Nina Khrushcheva Keynote Speaker at the Opening Ceremony of the 2024 Salzburg Festival
As the great-granddaughter of former Soviet Communist Party leader Nikita Khrushchev, she also has a personal biographical connection to Russian politics. Her commentary appears in major outlets, for which she observes developments and changes in Russian society from various cultural perspectives, reflects on the influence of literature on politics, and discusses the complex relations that shape Russia today.
‘Nina Khrushcheva has been analyzing Putin’s behaviour and inconsistent Western responses to Russia for decades, not shying away from uncomfortable assessments and narratives. As a critic of Putin who is directly affected by this situation, she holds up a mirror to both the “worst barbarian” and faltering democracies,’ says Artistic Director Markus Hinterhäuser, ‘while also striving to respectfully engage with Russian culture.’
As Nina Khrushcheva comments herself about the close relationship between art and politics: ‘The power of Dostoevsky’s Crime and Punishment or Leo Tolstoy’s War and Peace surely lies in their insights into the human condition, not just the Russian one. In any case, refusing to engage with Russian culture will not change Putin’s calculations or force him to withdraw his forces from Ukraine. What it will do is cut off a potential source of information about his objectives and motivations.’ (Project Syndicate, 30 June 2022)
In her keynote speech, Nina Khrushcheva will address one of Fyodor Dostoevsky’s main premises that beauty will save the world. In the current political and cultural environment of war, crisis, animosity and division, what is the role of art?
The opening ceremony takes place at 11:00 a.m. on 26 July at the Felsenreitschule.

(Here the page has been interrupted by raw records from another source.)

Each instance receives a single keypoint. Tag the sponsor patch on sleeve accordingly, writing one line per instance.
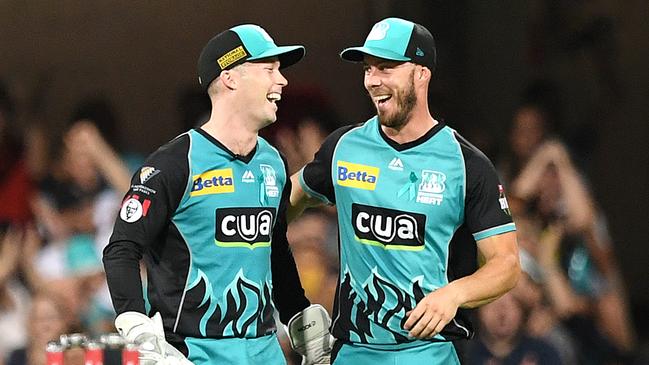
(133, 209)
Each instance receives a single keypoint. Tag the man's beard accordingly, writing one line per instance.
(405, 102)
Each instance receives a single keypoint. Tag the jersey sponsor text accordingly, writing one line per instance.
(388, 228)
(212, 182)
(244, 227)
(358, 176)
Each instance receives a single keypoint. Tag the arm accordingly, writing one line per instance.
(487, 217)
(288, 293)
(300, 199)
(146, 212)
(313, 185)
(497, 276)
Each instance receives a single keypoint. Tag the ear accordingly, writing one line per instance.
(424, 73)
(229, 80)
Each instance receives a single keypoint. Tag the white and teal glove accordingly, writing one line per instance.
(308, 331)
(148, 334)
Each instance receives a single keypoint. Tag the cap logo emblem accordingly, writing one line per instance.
(231, 57)
(379, 31)
(264, 34)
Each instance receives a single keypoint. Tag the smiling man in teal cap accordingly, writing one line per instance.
(207, 214)
(417, 204)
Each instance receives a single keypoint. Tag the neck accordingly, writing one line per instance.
(233, 131)
(418, 124)
(500, 347)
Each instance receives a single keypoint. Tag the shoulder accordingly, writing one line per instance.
(473, 157)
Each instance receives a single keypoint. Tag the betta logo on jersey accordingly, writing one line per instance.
(212, 182)
(357, 176)
(244, 227)
(388, 228)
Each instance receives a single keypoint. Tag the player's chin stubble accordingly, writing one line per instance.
(405, 103)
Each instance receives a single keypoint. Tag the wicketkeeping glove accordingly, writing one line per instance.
(148, 334)
(309, 333)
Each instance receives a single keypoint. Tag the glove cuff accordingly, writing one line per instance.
(309, 324)
(132, 325)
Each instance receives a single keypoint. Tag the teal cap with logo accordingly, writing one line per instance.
(243, 43)
(397, 40)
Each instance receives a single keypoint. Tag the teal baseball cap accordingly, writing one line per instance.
(397, 40)
(243, 43)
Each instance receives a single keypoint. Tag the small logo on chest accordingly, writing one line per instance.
(431, 187)
(396, 164)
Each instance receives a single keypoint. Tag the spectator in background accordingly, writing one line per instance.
(502, 339)
(14, 298)
(16, 184)
(542, 320)
(528, 131)
(48, 319)
(100, 113)
(306, 118)
(575, 251)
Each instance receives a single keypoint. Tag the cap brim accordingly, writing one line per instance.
(356, 54)
(287, 55)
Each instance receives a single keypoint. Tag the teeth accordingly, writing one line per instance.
(273, 97)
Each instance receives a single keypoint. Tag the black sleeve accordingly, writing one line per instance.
(485, 205)
(288, 293)
(316, 175)
(155, 192)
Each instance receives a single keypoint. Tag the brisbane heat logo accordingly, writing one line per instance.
(357, 176)
(388, 228)
(244, 227)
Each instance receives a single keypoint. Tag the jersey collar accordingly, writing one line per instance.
(402, 147)
(245, 159)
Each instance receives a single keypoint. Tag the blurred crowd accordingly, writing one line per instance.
(59, 195)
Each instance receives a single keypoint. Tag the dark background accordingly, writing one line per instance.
(593, 54)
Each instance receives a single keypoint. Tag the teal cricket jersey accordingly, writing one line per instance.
(402, 209)
(211, 228)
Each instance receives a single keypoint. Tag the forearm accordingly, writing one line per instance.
(492, 280)
(299, 200)
(288, 293)
(121, 264)
(498, 275)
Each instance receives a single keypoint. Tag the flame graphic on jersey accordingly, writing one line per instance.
(377, 313)
(385, 306)
(232, 313)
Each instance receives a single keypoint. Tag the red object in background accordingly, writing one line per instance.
(54, 353)
(16, 190)
(94, 354)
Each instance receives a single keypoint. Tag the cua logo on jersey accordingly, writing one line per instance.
(212, 182)
(388, 228)
(357, 176)
(244, 227)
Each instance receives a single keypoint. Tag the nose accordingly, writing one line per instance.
(372, 78)
(280, 79)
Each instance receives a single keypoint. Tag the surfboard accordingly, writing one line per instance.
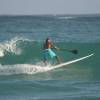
(70, 62)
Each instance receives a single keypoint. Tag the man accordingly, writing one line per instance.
(48, 52)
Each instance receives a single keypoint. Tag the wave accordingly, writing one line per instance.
(65, 17)
(23, 69)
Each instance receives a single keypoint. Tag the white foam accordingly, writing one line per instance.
(11, 46)
(22, 69)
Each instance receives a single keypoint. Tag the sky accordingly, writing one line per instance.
(34, 7)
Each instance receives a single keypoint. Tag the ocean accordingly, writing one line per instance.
(21, 54)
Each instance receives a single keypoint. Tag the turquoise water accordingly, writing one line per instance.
(21, 40)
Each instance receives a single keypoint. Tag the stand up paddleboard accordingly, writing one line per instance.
(70, 62)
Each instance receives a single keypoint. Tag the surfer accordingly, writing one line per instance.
(48, 52)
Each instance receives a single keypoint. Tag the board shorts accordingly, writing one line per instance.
(49, 54)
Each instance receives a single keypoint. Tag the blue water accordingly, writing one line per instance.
(21, 43)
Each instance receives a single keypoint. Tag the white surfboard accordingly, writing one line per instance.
(70, 62)
(33, 69)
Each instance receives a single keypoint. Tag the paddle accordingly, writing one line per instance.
(72, 51)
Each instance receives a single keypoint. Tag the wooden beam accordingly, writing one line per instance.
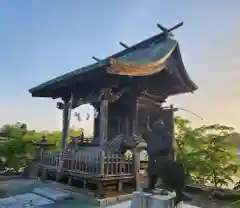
(169, 31)
(123, 45)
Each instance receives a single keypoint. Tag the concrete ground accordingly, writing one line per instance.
(22, 186)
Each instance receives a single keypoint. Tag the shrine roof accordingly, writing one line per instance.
(96, 70)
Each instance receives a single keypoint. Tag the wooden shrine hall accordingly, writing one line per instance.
(124, 88)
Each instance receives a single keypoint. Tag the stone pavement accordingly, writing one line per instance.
(21, 193)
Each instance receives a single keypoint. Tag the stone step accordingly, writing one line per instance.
(52, 193)
(24, 200)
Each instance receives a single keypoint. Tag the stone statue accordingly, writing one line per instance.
(161, 164)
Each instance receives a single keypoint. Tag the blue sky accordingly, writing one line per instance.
(43, 39)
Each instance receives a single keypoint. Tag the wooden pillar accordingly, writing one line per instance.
(136, 152)
(135, 118)
(172, 130)
(136, 168)
(127, 126)
(67, 108)
(103, 126)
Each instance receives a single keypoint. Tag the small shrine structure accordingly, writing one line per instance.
(125, 89)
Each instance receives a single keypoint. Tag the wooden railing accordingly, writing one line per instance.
(90, 164)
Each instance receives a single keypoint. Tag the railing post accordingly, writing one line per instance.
(101, 161)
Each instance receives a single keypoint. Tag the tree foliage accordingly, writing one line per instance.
(206, 155)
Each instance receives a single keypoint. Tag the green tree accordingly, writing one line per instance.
(204, 152)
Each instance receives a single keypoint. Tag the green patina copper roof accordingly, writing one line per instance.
(147, 51)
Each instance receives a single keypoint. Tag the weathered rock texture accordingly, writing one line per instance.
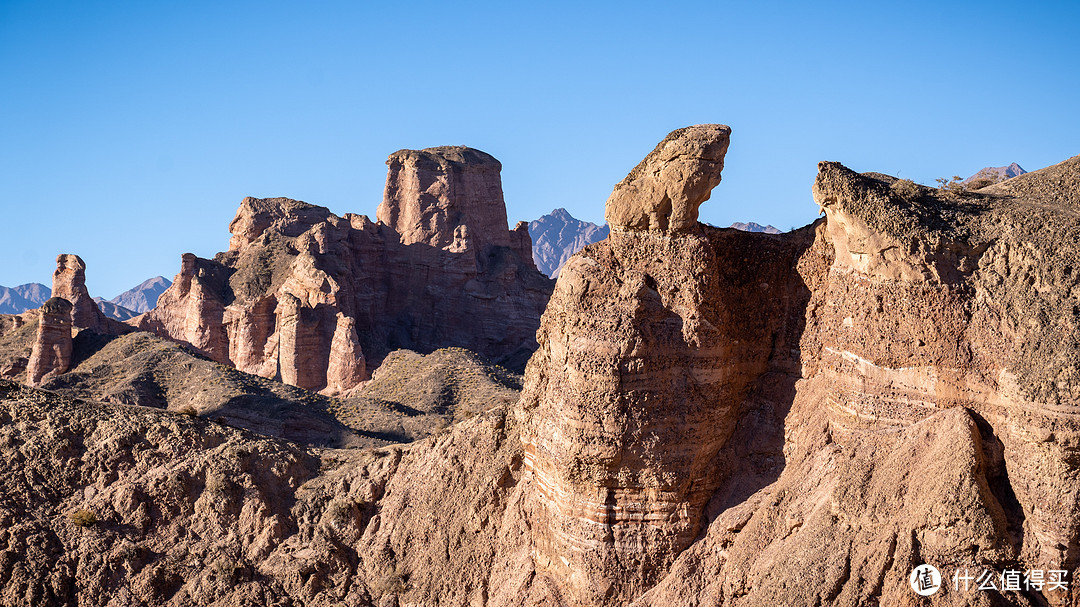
(443, 197)
(52, 348)
(664, 190)
(757, 419)
(996, 174)
(18, 299)
(557, 235)
(713, 417)
(69, 282)
(144, 296)
(752, 227)
(318, 300)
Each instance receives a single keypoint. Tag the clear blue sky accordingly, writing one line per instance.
(131, 131)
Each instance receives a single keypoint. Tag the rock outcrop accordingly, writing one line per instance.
(52, 347)
(557, 235)
(713, 417)
(750, 419)
(996, 174)
(752, 227)
(144, 296)
(664, 190)
(69, 282)
(318, 300)
(18, 299)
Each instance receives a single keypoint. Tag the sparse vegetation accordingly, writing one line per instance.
(83, 517)
(952, 188)
(905, 188)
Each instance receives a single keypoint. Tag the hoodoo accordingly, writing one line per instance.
(318, 300)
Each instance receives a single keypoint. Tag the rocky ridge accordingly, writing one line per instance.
(752, 227)
(318, 300)
(713, 417)
(18, 299)
(996, 174)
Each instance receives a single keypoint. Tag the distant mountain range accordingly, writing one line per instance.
(129, 304)
(557, 235)
(997, 173)
(16, 299)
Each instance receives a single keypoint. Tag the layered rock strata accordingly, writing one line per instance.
(443, 197)
(714, 417)
(69, 283)
(52, 346)
(737, 417)
(318, 300)
(665, 189)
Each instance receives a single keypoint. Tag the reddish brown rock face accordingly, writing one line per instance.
(664, 190)
(52, 347)
(647, 350)
(69, 283)
(732, 418)
(445, 197)
(318, 300)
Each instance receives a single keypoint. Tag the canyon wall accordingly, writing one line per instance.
(713, 418)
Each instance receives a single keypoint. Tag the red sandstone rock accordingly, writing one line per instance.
(664, 190)
(52, 347)
(316, 300)
(69, 282)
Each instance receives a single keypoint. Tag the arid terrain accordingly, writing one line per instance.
(333, 412)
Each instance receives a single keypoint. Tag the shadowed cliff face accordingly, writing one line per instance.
(713, 417)
(318, 300)
(742, 417)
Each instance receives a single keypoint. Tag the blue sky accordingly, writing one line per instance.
(131, 131)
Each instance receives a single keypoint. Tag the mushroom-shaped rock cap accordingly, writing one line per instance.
(56, 306)
(664, 190)
(68, 261)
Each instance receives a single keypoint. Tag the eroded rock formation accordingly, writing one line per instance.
(557, 235)
(664, 190)
(318, 300)
(713, 417)
(745, 419)
(69, 283)
(52, 347)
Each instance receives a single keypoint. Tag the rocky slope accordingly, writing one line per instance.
(996, 174)
(713, 417)
(558, 235)
(144, 296)
(318, 300)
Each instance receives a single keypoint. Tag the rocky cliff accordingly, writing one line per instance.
(18, 299)
(557, 235)
(713, 417)
(318, 300)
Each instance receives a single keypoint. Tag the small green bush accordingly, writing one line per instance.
(83, 517)
(905, 188)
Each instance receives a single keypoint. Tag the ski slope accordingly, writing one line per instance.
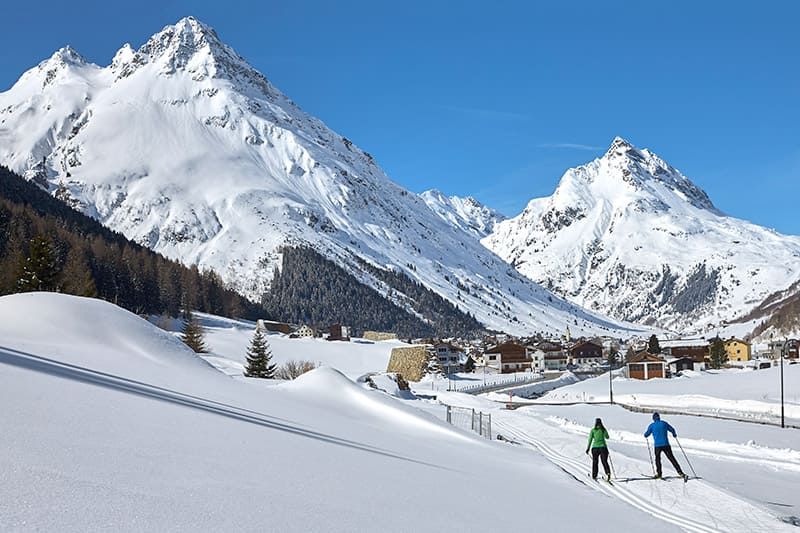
(746, 474)
(118, 426)
(742, 394)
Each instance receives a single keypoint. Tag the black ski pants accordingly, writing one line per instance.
(600, 453)
(666, 450)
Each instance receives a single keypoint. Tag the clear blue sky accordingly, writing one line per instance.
(497, 99)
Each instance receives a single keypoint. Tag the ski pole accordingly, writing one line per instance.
(686, 457)
(652, 466)
(611, 463)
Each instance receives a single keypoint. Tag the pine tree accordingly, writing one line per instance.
(259, 358)
(192, 334)
(39, 270)
(652, 345)
(717, 353)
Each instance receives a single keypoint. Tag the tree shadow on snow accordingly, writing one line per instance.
(28, 361)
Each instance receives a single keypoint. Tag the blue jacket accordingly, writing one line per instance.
(659, 430)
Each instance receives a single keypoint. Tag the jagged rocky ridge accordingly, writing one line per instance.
(630, 236)
(467, 213)
(182, 146)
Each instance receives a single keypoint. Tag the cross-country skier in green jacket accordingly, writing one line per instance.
(597, 443)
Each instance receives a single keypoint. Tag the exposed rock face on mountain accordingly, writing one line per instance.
(182, 146)
(467, 213)
(630, 236)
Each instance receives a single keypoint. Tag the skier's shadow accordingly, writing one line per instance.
(28, 361)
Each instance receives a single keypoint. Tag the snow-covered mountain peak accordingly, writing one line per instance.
(65, 56)
(626, 174)
(188, 46)
(619, 145)
(629, 235)
(64, 59)
(184, 147)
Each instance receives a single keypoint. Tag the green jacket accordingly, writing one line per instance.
(597, 438)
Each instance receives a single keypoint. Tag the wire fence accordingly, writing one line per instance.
(470, 419)
(502, 381)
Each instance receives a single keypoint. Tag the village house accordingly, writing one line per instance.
(378, 336)
(538, 360)
(451, 357)
(304, 331)
(646, 366)
(586, 352)
(509, 357)
(275, 327)
(695, 348)
(555, 356)
(337, 332)
(790, 349)
(679, 364)
(737, 349)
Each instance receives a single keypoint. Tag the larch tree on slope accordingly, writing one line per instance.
(192, 334)
(653, 346)
(717, 353)
(259, 358)
(39, 270)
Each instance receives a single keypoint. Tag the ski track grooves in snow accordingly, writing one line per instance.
(19, 359)
(576, 469)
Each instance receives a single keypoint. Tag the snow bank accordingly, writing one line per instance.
(533, 389)
(143, 435)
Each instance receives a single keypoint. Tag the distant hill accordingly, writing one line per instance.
(85, 258)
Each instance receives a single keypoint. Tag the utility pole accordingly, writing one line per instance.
(610, 385)
(783, 349)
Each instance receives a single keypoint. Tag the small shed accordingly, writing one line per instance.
(646, 366)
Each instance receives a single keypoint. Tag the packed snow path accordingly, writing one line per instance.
(696, 506)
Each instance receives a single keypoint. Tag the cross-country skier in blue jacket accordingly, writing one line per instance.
(659, 429)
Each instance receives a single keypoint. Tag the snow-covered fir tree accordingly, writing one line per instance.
(717, 353)
(259, 358)
(39, 270)
(192, 334)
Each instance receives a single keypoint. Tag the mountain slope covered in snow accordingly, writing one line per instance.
(630, 236)
(182, 146)
(465, 213)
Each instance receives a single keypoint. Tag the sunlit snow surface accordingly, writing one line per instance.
(111, 423)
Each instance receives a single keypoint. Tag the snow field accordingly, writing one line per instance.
(116, 425)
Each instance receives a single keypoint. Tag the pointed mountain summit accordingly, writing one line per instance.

Nina Khrushcheva is professor of International Affairs at New School University in New York. She is an editor of and a contributor to Project Syndicate: Association of Newspapers Around the World. Her articles have appeared in Foreign Affairs, The New York Times, The Wall Street Journal, The Financial Times and other international publications. She is the author of several books, including Imagining Nabokov: Russia between Art and Politics (2008) and a co-authored political travelogue In Putin’s Footsteps: Searching for the Soul of an Empire Across Russia’s Eleven Time Zones (2019). Her latest book (forthcoming in Russian) is Nikita Khrushchev: An Outlier of the System.
Recently, Nina Khrushcheva summarized in an article entitled ‘Preparing Russia for Permanent War’: ‘The goal of current Kremlin propaganda is not to convince people that life in Russia is safe and prosperous. It might have started out that way, but as the Ukraine war drags on, Putin has had to adapt. Now, echoing Stalin’s narrative that progress toward socialism brings more challenges, requiring intensification of the class struggle, Putin is using propaganda to prepare Russians for more war.’